The Society have chosen to honour Dr Stoner with this year’s David Cox Research Prize.
The Prize, named after former RSS president Professor Sir David Cox, is awarded to a fellow of the Society near the beginning of their research career for an outstanding published contribution to statistical theory or application.
The Society chose to recognise Dr Stoner for his work on the modelling of flawed data, including methods for dealing with under-reporting and delayed reporting issues.
His research has helped support a collaboration with the World Health Organisation on the use of dangerous, air-polluting fuels for cooking, which leads to 2.7 million preventable deaths each year. Estimates from the models developed by Dr Stoner help track access to clean cooking as part of UN Sustainable Development Goal 7, and are a key input to WHO burden of disease calculations for household air pollution.
He has also worked to develop statistical models for learning the systematic and random structures in reporting delays around infectious disease cases and deaths. These methods, which can predict current case/death counts based on incomplete data, helped inform UK Government decision-making during the COVID-19 pandemic.
Dr Stoner said: “I’m sincerely honoured to receive the David Cox Research Prize from the Royal Statistical Society for my work.

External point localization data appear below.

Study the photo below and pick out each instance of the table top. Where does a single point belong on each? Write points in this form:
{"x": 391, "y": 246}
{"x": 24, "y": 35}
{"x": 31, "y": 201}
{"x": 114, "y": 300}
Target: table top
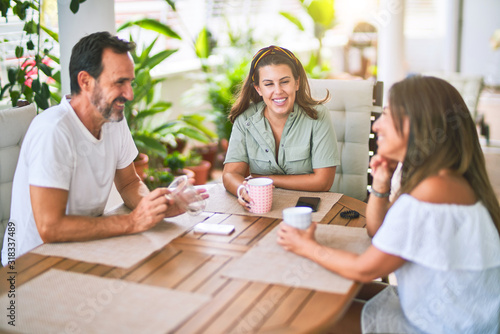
{"x": 192, "y": 262}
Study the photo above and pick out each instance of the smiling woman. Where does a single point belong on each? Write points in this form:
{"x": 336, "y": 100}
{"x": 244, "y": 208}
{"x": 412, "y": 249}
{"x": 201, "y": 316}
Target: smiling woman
{"x": 279, "y": 130}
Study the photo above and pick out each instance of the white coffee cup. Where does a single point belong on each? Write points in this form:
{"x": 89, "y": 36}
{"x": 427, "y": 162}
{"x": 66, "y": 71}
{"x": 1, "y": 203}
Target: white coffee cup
{"x": 186, "y": 196}
{"x": 298, "y": 217}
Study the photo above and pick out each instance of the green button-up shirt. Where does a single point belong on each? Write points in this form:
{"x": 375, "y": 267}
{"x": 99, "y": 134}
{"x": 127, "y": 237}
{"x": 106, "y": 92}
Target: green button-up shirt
{"x": 306, "y": 143}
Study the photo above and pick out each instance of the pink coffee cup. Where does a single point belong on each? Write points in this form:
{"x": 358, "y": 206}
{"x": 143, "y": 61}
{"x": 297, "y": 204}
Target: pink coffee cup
{"x": 260, "y": 191}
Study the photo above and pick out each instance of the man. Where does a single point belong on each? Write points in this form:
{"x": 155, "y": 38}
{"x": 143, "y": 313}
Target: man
{"x": 73, "y": 152}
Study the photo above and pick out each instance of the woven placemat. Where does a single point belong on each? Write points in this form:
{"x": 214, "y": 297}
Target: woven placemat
{"x": 268, "y": 262}
{"x": 221, "y": 201}
{"x": 123, "y": 251}
{"x": 66, "y": 302}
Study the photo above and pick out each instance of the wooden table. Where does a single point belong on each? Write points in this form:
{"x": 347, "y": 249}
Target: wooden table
{"x": 192, "y": 263}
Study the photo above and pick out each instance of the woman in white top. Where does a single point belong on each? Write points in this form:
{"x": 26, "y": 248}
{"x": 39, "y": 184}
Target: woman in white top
{"x": 441, "y": 233}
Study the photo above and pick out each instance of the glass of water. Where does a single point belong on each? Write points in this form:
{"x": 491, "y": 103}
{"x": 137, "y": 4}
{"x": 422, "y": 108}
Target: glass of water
{"x": 186, "y": 196}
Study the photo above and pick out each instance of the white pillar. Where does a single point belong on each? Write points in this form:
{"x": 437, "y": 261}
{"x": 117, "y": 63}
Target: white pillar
{"x": 450, "y": 54}
{"x": 391, "y": 43}
{"x": 93, "y": 16}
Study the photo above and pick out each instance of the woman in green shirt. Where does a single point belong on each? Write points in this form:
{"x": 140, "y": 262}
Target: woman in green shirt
{"x": 279, "y": 130}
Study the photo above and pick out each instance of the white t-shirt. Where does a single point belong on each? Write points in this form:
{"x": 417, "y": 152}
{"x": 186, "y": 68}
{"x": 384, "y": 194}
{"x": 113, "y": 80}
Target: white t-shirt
{"x": 451, "y": 280}
{"x": 58, "y": 151}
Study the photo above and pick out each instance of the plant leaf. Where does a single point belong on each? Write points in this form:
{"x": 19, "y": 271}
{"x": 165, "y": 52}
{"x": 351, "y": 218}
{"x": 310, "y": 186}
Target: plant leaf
{"x": 202, "y": 44}
{"x": 45, "y": 69}
{"x": 322, "y": 12}
{"x": 74, "y": 6}
{"x": 292, "y": 18}
{"x": 19, "y": 51}
{"x": 171, "y": 3}
{"x": 150, "y": 142}
{"x": 153, "y": 25}
{"x": 157, "y": 58}
{"x": 54, "y": 35}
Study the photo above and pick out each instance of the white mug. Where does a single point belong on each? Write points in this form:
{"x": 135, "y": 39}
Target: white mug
{"x": 186, "y": 196}
{"x": 298, "y": 217}
{"x": 260, "y": 191}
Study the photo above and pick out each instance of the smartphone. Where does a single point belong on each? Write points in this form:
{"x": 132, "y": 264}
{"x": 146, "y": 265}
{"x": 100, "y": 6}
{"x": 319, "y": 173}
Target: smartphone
{"x": 213, "y": 228}
{"x": 311, "y": 202}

“As a researcher I’ve always strived for high standards of statistical rigour and I’m proud of the impacts my work has had on the world. This recognition brings me fresh enthusiasm to find new ways statistical methods can support global sustainable development in the decades to come.”
Dr Stoner will be presented with his award at a ceremony during the RSS annual conference in Harrogate this September. He will also receive £2,000 from the Society.
Dr Andrew Garrett, RSS President and Chair of the Honours Committee, said: “On behalf of the Royal Statistical Society, I offer my congratulations to this year’s recipients. Their work has not only strengthened the discipline but led to greater understanding of many important issues.”